This document describes how to establish connections between Denodo Platform servers to remote servers through secure channels.
Client certificates can be configured for each tool in the Denodo Platform. To obtain a certificate the java utility called keytool must be used. This utility is included with the Denodo Platform in the internal Java Runtime Environment. Keytool manages databases of public/private key pairs, used to allow clients to access the server. This database is called KeyStore .
Keytool can also manage databases (TrustStores) that contain certificates from trusted certification authorities (CA). When an SSL connection is established, the server sends its public key certificate to the client. Then, the client decides if it trusts the server by checking if a trusted certification authority has issued the certificate. A certification authority is trusted if its certificate is included in the TrustStore of the client.

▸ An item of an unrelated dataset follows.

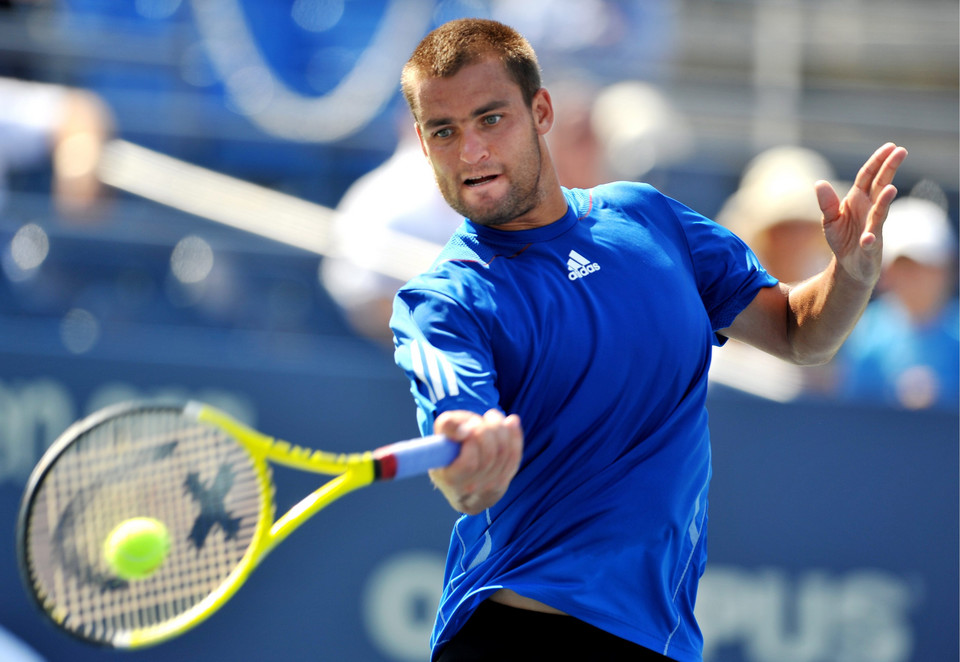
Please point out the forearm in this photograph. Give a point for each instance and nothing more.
(821, 312)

The easiest way to add a certificate so it is used by all the components of the Denodo Platform is to add it to the JVM used to run the Denodo servers and tools. If using the default embedded JVM the certificate can be added to the cacerts file under <DENODO_HOME>/jre/lib/security/cacerts. To do so, run the following command:
“<DENODO_HOME>/jre/bin/keytool" -keystore <DENODO_HOME>/jre/lib/security/cacerts -importcert -alias serverkey -file serverkey-perm.cer
When prompted to trust this certificate, respond by typing y. In this example serverkey is the alias for the certificate and serverkey-pem.cer is the certificate file.

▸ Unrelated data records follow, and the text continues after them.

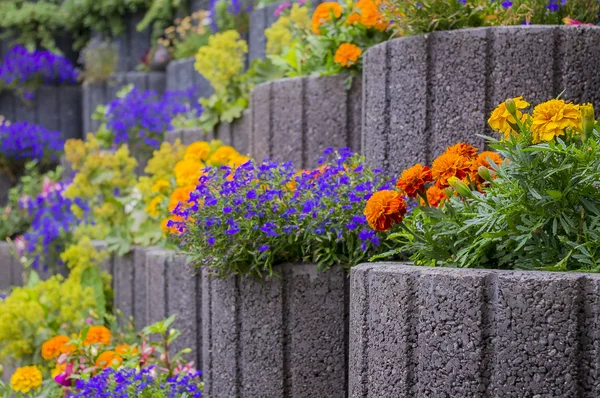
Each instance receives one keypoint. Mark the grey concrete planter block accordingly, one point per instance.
(260, 19)
(426, 92)
(57, 108)
(297, 119)
(11, 271)
(103, 93)
(181, 75)
(279, 338)
(438, 332)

The password of the trustStore needs to be provided. The default password of the <DENODO_HOME>/jre/lib/security/cacerts trustStore is changeit.
Run the following command to make sure that the certificate has been successfully imported:
“<DENODO_HOME>/jre/bin/keytool" -list -keystore <DENODO_HOME>/jre/lib/security/cacerts
After adding the certificate in this way it will be possible to connect to the remote server using a secure connection.
javax.net.ssl.SSLHandshakeException: sun.security.validator.ValidatorException: PKIX path building failed
This error can be solved by adding the source certificate to the JVM used to run the Denodo servers and tools, as it is described above.
Denodo Platform Installation Guide: Enable SSL/TLS Connections in the Denodo Platform Servers.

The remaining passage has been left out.